Compiled Wed 18-Aug-10 05:35 by prod_rel_team

advertisement version: 2
VTP Management Domain: ''

Additional Cisco Discovery Protocol Commands

In terms of troubleshooting CDP, you can use the show cdp traffic command. This will display total packets input and output, also total packets for the different versions of CDP, and counters related to errors on those packets, which could be a signal of a corrupted CDP process or a software bug. Also, encapsulation errors if the encapsulation is not supported by the underlying media.

RouterA#sh cdp traffic
CDP counters :
        Total packets output: 82, Input: 41
        Hdr syntax: 0, Chksum error: 0, Encaps failed: 0
        No memory: 0, Invalid packet: 0, Fragmented: 0
        CDP version 1 advertisements output: 0, Input: 0
        CDP version 2 advertisements output: 82, Input: 41

The problem may well be that CDP is simply not enabled on interfaces; in fact, some security policies call for disabling CDP on perimeter and edge devices, so that external networks cannot see information on your device.

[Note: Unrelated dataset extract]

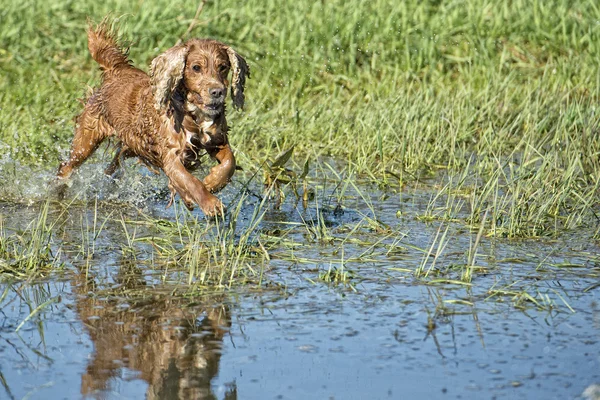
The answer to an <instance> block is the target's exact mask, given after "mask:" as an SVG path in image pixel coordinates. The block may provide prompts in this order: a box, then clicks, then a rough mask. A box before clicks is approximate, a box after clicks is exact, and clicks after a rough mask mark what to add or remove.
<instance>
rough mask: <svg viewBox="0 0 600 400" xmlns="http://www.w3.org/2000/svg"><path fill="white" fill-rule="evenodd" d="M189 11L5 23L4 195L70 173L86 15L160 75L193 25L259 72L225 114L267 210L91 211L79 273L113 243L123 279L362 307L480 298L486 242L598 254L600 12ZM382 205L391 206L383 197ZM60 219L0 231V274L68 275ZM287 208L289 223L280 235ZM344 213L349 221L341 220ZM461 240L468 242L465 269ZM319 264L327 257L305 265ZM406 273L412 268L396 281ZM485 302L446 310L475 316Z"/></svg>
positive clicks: (255, 8)
mask: <svg viewBox="0 0 600 400" xmlns="http://www.w3.org/2000/svg"><path fill="white" fill-rule="evenodd" d="M197 6H198V4H194V3H190V2H184V1H180V0H175V1H167V0H158V1H155V2H153V3H152V4H149V3H147V2H127V1H124V0H109V1H106V2H100V3H98V2H91V1H90V2H88V1H85V2H76V1H61V2H58V1H56V0H51V1H49V2H44V3H42V2H40V1H39V0H25V1H24V2H20V3H19V2H9V4H5V5H3V7H2V9H1V10H0V76H1V78H0V148H2V149H3V152H4V153H5V155H4V156H3V157H2V158H1V159H0V167H2V168H3V169H0V178H4V179H5V180H8V181H17V180H18V179H24V178H20V174H22V171H20V168H18V166H20V165H28V166H29V165H31V166H34V167H36V168H47V169H48V170H54V168H55V166H56V165H58V162H59V159H60V158H62V157H64V155H65V152H66V150H67V148H68V146H69V143H70V140H71V137H72V131H73V121H72V118H73V116H75V115H76V114H77V113H79V112H80V111H81V105H80V104H79V103H78V102H77V98H79V97H81V96H82V95H83V94H84V92H85V91H86V90H87V89H86V86H88V85H89V86H94V85H95V84H97V83H98V81H99V76H100V73H99V71H98V67H97V65H96V64H94V62H93V61H92V60H91V57H90V56H89V55H88V51H87V49H86V37H85V28H86V20H87V18H88V17H90V18H91V19H92V20H95V21H100V20H101V19H102V18H103V17H104V15H106V14H109V13H112V15H113V16H114V18H115V19H117V20H118V23H119V25H121V31H122V33H123V35H124V37H125V38H126V39H127V40H130V41H131V42H130V43H129V47H130V54H131V57H132V59H133V61H134V63H135V65H137V66H140V67H142V68H143V69H146V70H147V66H148V65H149V63H150V61H151V60H152V58H153V57H154V56H156V55H157V54H159V53H160V52H162V51H163V50H165V49H167V48H168V47H170V46H172V45H173V44H174V43H176V42H177V41H178V40H179V39H180V38H181V36H182V35H185V34H186V32H187V31H188V28H190V27H192V28H193V29H192V30H191V32H188V33H189V35H188V36H201V37H205V36H208V37H213V38H216V39H219V40H222V41H224V42H227V43H229V44H231V45H232V46H233V47H235V48H236V49H237V50H238V51H239V52H240V53H241V54H243V55H244V56H245V57H246V58H247V60H248V61H249V64H250V65H251V69H252V79H251V80H249V81H248V87H247V89H246V91H247V106H246V110H245V112H237V111H234V110H231V112H230V114H229V115H228V120H229V122H230V123H231V125H232V129H231V137H230V140H231V143H232V145H233V147H234V148H235V152H236V157H237V159H238V161H239V163H238V164H240V165H241V166H242V167H243V168H244V171H245V172H240V173H238V174H237V175H236V179H237V177H246V176H251V177H252V178H250V180H251V179H260V177H264V183H265V187H266V188H267V192H266V193H262V194H261V193H259V192H260V191H261V189H260V188H258V189H257V188H256V186H257V185H256V184H255V185H249V183H247V184H244V186H243V188H242V189H241V190H240V193H241V194H240V196H239V197H236V199H235V200H234V201H232V204H230V205H229V210H230V213H229V215H228V217H227V218H226V219H218V220H214V221H211V222H206V221H205V220H204V219H202V218H201V217H199V216H198V214H191V213H188V212H187V211H186V210H181V209H178V210H177V213H176V215H175V218H174V220H165V219H159V218H152V217H147V218H146V219H143V220H141V221H140V220H139V219H136V218H130V217H129V216H126V215H124V214H122V213H119V212H115V213H109V214H108V215H107V216H103V217H102V218H100V217H99V216H98V212H97V210H98V208H97V207H98V206H97V205H96V207H95V211H94V213H93V216H92V217H90V218H91V219H87V217H86V218H85V219H82V220H81V226H80V233H81V235H80V236H81V238H80V239H81V240H80V242H79V243H78V244H77V246H78V248H77V249H78V250H77V251H78V257H82V258H78V259H77V263H81V264H83V266H84V267H85V271H86V274H87V273H88V272H89V268H90V266H91V265H94V260H95V258H96V257H101V256H102V255H101V254H99V253H100V250H99V245H98V241H99V240H103V239H102V238H103V235H104V234H105V231H106V229H108V228H107V227H110V230H114V226H115V225H118V226H119V228H120V234H119V235H115V236H116V237H118V240H116V241H115V243H117V245H115V246H116V247H118V248H116V249H115V248H111V249H110V251H116V252H118V254H119V257H120V259H121V261H122V263H123V265H124V266H126V267H123V269H124V270H125V269H127V270H129V269H133V270H135V271H136V272H135V273H136V274H138V272H139V271H137V269H139V268H138V267H139V266H140V265H144V266H148V267H151V268H154V269H156V270H158V271H160V276H161V278H160V279H161V280H162V283H164V284H167V283H173V282H175V283H176V284H178V285H180V286H179V287H181V288H185V290H187V291H189V292H193V293H199V292H207V291H224V290H227V289H230V288H233V287H239V286H244V285H253V287H258V288H261V287H264V286H265V283H266V282H269V279H270V277H269V276H267V275H269V274H268V272H269V268H270V265H271V261H272V260H277V261H278V262H283V263H285V264H286V266H288V268H289V269H290V270H293V269H294V268H297V269H298V270H301V269H302V268H303V267H304V266H306V265H310V266H311V267H308V269H307V270H306V271H307V272H306V274H307V275H309V277H306V279H309V280H310V281H312V282H315V283H321V284H322V283H325V284H327V285H330V286H337V287H343V288H350V289H352V290H356V288H357V287H358V286H359V285H360V283H361V282H364V281H368V278H369V277H368V276H365V275H367V274H365V273H364V272H363V267H364V268H365V269H366V268H367V267H366V266H367V265H368V266H369V267H368V268H373V269H377V268H379V269H378V270H377V271H376V274H380V273H381V270H385V271H386V272H390V273H391V274H392V276H393V277H394V279H398V277H397V275H400V276H401V278H400V279H414V280H415V281H416V282H417V283H424V284H427V285H432V286H453V287H460V288H462V289H465V290H467V289H468V290H471V289H472V288H475V289H476V288H477V285H478V284H479V282H480V280H481V278H483V277H485V276H487V275H488V274H490V271H494V270H498V269H499V268H500V267H499V266H498V265H494V264H493V263H492V262H491V261H490V262H488V261H489V260H486V259H485V255H486V251H487V250H486V249H485V248H484V245H483V243H484V242H486V241H490V240H495V239H497V238H504V237H507V238H517V237H525V238H539V237H542V236H557V235H560V234H561V232H562V231H563V230H565V229H575V228H578V227H588V228H589V227H591V230H593V231H595V234H593V235H592V236H593V237H592V238H586V239H590V240H596V241H597V240H598V238H599V237H600V230H599V228H598V225H600V221H599V217H598V214H599V213H600V187H599V186H600V135H599V134H598V132H599V128H600V125H599V119H598V116H597V110H596V107H597V104H598V100H599V98H600V68H599V67H600V65H599V64H600V61H599V60H600V24H598V21H599V20H600V7H598V6H597V5H596V4H595V3H594V2H592V1H567V0H551V1H542V0H532V1H525V0H516V1H512V2H510V3H506V4H499V3H498V2H493V1H489V0H469V1H467V2H464V1H458V0H450V1H444V2H441V1H433V0H431V1H417V0H408V1H403V2H388V1H384V0H372V1H367V0H355V1H351V2H348V1H345V2H344V1H340V0H333V1H328V2H308V1H297V2H294V3H289V4H285V5H284V6H282V5H281V3H279V2H275V1H273V0H267V1H256V0H252V1H248V2H244V3H241V4H240V2H233V1H231V0H224V1H219V2H207V3H206V4H205V6H204V7H203V9H202V14H201V15H200V17H199V20H198V21H192V17H193V16H194V14H195V12H196V10H197ZM32 82H35V84H34V85H32ZM7 160H11V164H10V165H11V166H12V167H11V168H10V170H9V168H8V167H5V166H7V165H9V164H8V163H7ZM309 172H310V173H309ZM257 177H258V178H257ZM359 182H360V183H359ZM369 185H371V186H369ZM258 186H260V183H259V184H258ZM370 187H372V188H376V189H377V190H378V193H381V195H382V198H381V199H378V200H377V201H375V200H373V197H372V193H370V192H369V188H370ZM365 188H366V189H365ZM417 188H418V189H417ZM424 188H425V189H424ZM417 190H426V191H427V192H428V193H429V196H430V201H429V204H428V205H427V206H426V207H424V208H421V209H418V210H417V208H415V210H417V211H415V212H414V214H409V215H407V214H406V213H405V211H404V210H403V209H401V208H400V207H401V206H402V205H403V204H404V202H403V201H402V196H405V195H409V196H410V195H411V194H414V192H416V191H417ZM252 191H255V193H253V192H252ZM11 193H12V190H11ZM248 194H249V195H250V196H252V197H253V199H256V198H258V199H259V200H258V201H252V202H251V201H249V200H248V197H247V195H248ZM388 198H390V201H389V202H387V203H386V201H387V199H388ZM399 199H400V200H399ZM290 203H294V205H293V206H291V207H290V205H289V204H290ZM359 203H360V207H355V206H354V205H356V204H359ZM381 204H388V205H389V204H392V205H397V207H398V209H393V207H391V206H388V207H386V208H382V207H381ZM47 207H48V206H46V207H45V208H43V209H42V211H41V212H40V215H39V217H38V218H37V219H35V220H34V222H33V223H32V224H31V225H30V226H29V227H28V228H27V229H25V230H21V231H15V230H13V229H11V231H10V232H8V231H7V230H6V228H5V227H4V225H3V221H2V219H1V216H0V269H1V270H2V276H3V277H10V279H14V278H17V279H29V278H30V277H34V276H37V277H39V276H42V275H43V274H45V273H46V272H47V271H50V270H52V269H55V268H57V267H58V266H59V265H61V254H62V251H63V249H62V248H61V247H60V244H59V245H57V244H56V243H55V241H54V237H53V230H55V228H56V227H57V225H56V223H54V222H51V221H49V220H48V208H47ZM252 207H254V208H252ZM282 207H288V211H287V212H288V213H287V214H286V213H282V215H283V216H284V217H285V218H279V219H278V220H276V221H273V219H277V218H268V217H269V214H270V213H272V212H274V211H273V210H280V209H281V208H282ZM249 209H252V211H251V212H250V211H248V210H249ZM289 209H292V210H293V211H292V212H291V213H289ZM349 209H351V210H352V212H353V213H354V216H353V218H354V219H351V220H345V219H344V218H342V216H343V215H344V213H345V212H346V211H347V210H349ZM384 213H385V214H386V215H384ZM393 213H396V219H394V218H393V217H392V216H391V214H393ZM388 214H389V215H388ZM290 215H293V218H290ZM290 219H293V221H292V220H290ZM405 219H409V220H410V221H411V223H412V225H411V226H412V227H413V229H414V227H415V226H416V227H417V229H420V228H421V227H423V229H425V228H426V229H429V232H430V233H431V235H430V236H429V237H427V238H426V240H425V241H423V240H420V241H417V240H414V237H415V236H417V234H418V233H420V232H414V231H411V230H410V229H405V227H404V226H402V225H401V223H402V222H401V221H403V220H405ZM57 220H60V218H58V219H57ZM338 220H341V221H342V222H339V221H338ZM332 221H334V222H332ZM399 221H400V222H399ZM438 224H439V225H438ZM432 226H433V228H432ZM438 226H439V229H436V228H437V227H438ZM457 234H458V235H463V236H464V235H469V240H468V241H466V242H467V244H466V245H462V246H460V248H459V250H458V251H455V250H456V249H455V246H456V243H455V242H454V240H455V236H456V235H457ZM498 240H500V239H498ZM307 247H311V248H312V249H313V250H315V249H316V250H315V252H311V253H310V254H309V255H306V253H303V251H302V249H306V248H307ZM449 249H453V250H452V251H450V250H449ZM317 250H318V251H317ZM103 251H107V250H106V249H104V250H103ZM407 259H410V260H416V261H414V262H412V264H411V263H408V265H407V263H406V262H405V263H404V264H398V265H396V262H398V261H406V260H407ZM588 259H592V258H590V257H588ZM419 260H420V262H419ZM594 262H597V258H596V259H595V261H594ZM541 264H543V263H541ZM315 265H316V267H315ZM544 265H545V264H544ZM78 266H79V264H78ZM544 268H545V267H544ZM536 273H539V274H540V276H543V274H549V273H550V272H548V271H546V270H544V269H543V268H542V267H540V269H539V271H536ZM181 274H183V278H181V276H182V275H181ZM589 274H591V275H587V276H586V278H589V277H592V278H593V277H596V276H597V275H598V273H597V271H596V270H594V271H591V272H589ZM377 276H379V275H377ZM0 279H1V278H0ZM136 279H137V278H136ZM390 280H391V281H393V279H392V278H390ZM119 282H121V281H119ZM269 283H270V282H269ZM280 283H281V284H282V285H283V286H285V284H286V282H280ZM503 285H504V286H502V285H500V284H498V285H495V284H494V286H491V287H490V288H489V289H487V288H486V289H485V290H484V292H485V298H487V299H489V300H493V301H504V300H506V299H510V301H511V304H513V305H514V306H515V307H517V308H526V307H528V306H534V307H536V308H539V309H548V310H549V309H554V308H556V307H558V305H559V304H563V305H564V306H565V307H566V308H567V309H568V308H570V306H569V305H568V302H567V300H566V299H563V298H562V297H561V296H562V295H561V294H560V293H557V294H553V293H550V291H545V292H544V291H539V290H538V287H536V286H527V285H520V286H518V285H517V286H518V287H517V286H515V285H513V284H512V283H504V284H503ZM121 287H122V288H127V287H128V286H127V285H124V284H123V285H121ZM169 287H171V286H169ZM596 287H597V286H594V285H588V286H587V287H586V290H594V289H595V288H596ZM475 289H473V290H474V291H475ZM479 296H480V297H479V298H474V297H468V296H467V297H465V298H450V299H445V300H442V299H441V298H439V299H438V300H439V301H438V300H436V303H439V304H441V305H445V306H447V305H454V306H456V305H473V304H474V303H475V302H476V301H478V300H479V299H481V293H480V294H479ZM549 296H550V297H549ZM557 299H558V300H557ZM436 310H437V306H436ZM34 311H35V310H34ZM436 312H437V311H436ZM448 312H449V311H448Z"/></svg>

You want to see if the protocol is enabled, then you can do show cdp interface and either display all of them or display one by one and determine whether a CDP is running and whether the timers to send packets or advertise CDP info and the timers to hold that info are appropriate according to your needs.

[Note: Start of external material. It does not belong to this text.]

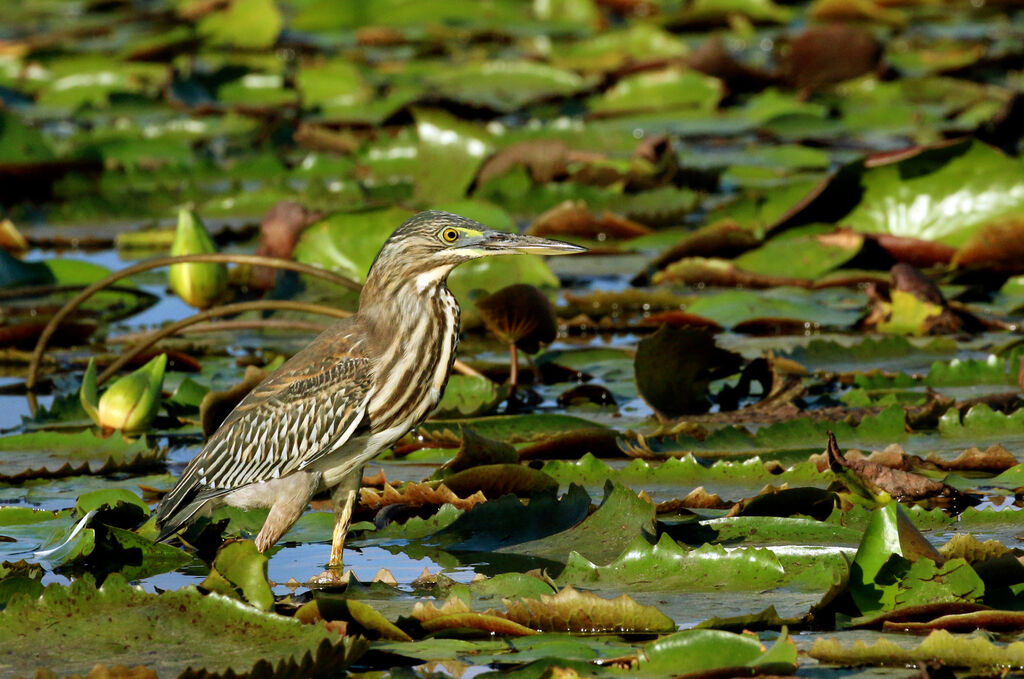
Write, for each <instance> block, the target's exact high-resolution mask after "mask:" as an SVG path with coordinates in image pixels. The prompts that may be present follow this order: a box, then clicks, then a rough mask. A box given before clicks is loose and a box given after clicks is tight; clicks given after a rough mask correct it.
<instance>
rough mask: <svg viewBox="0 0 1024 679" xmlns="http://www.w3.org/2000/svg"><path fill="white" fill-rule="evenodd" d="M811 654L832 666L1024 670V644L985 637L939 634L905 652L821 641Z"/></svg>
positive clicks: (977, 669)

RouterA#sh cdp interface serial 0/0
Serial0/0 is up, line protocol is up
  Encapsulation HDLC
  Sending CDP packets every 60 seconds
  Holdtime is 180 seconds

Creating a Network Map

CDP is useful in troubleshooting scenarios just to determine whether layer 2 is working and whether devices are located and advertising CDP info on the other side. It is very useful in obtaining information, just a simple piece like the IP address, so that you can Telnet from device to device and start navigating the network. It could also be used to draft certain documentation topologies and lay out the physical and logical topologies to document your network.

With the simple information on interfaces, IP addresses, and device capabilities, you can start building a simple topology that can be the basis of your final documentation. It is highly recommended to use automated tools though and additional tools to complete your documentation, maintain it, and make it evolve in time.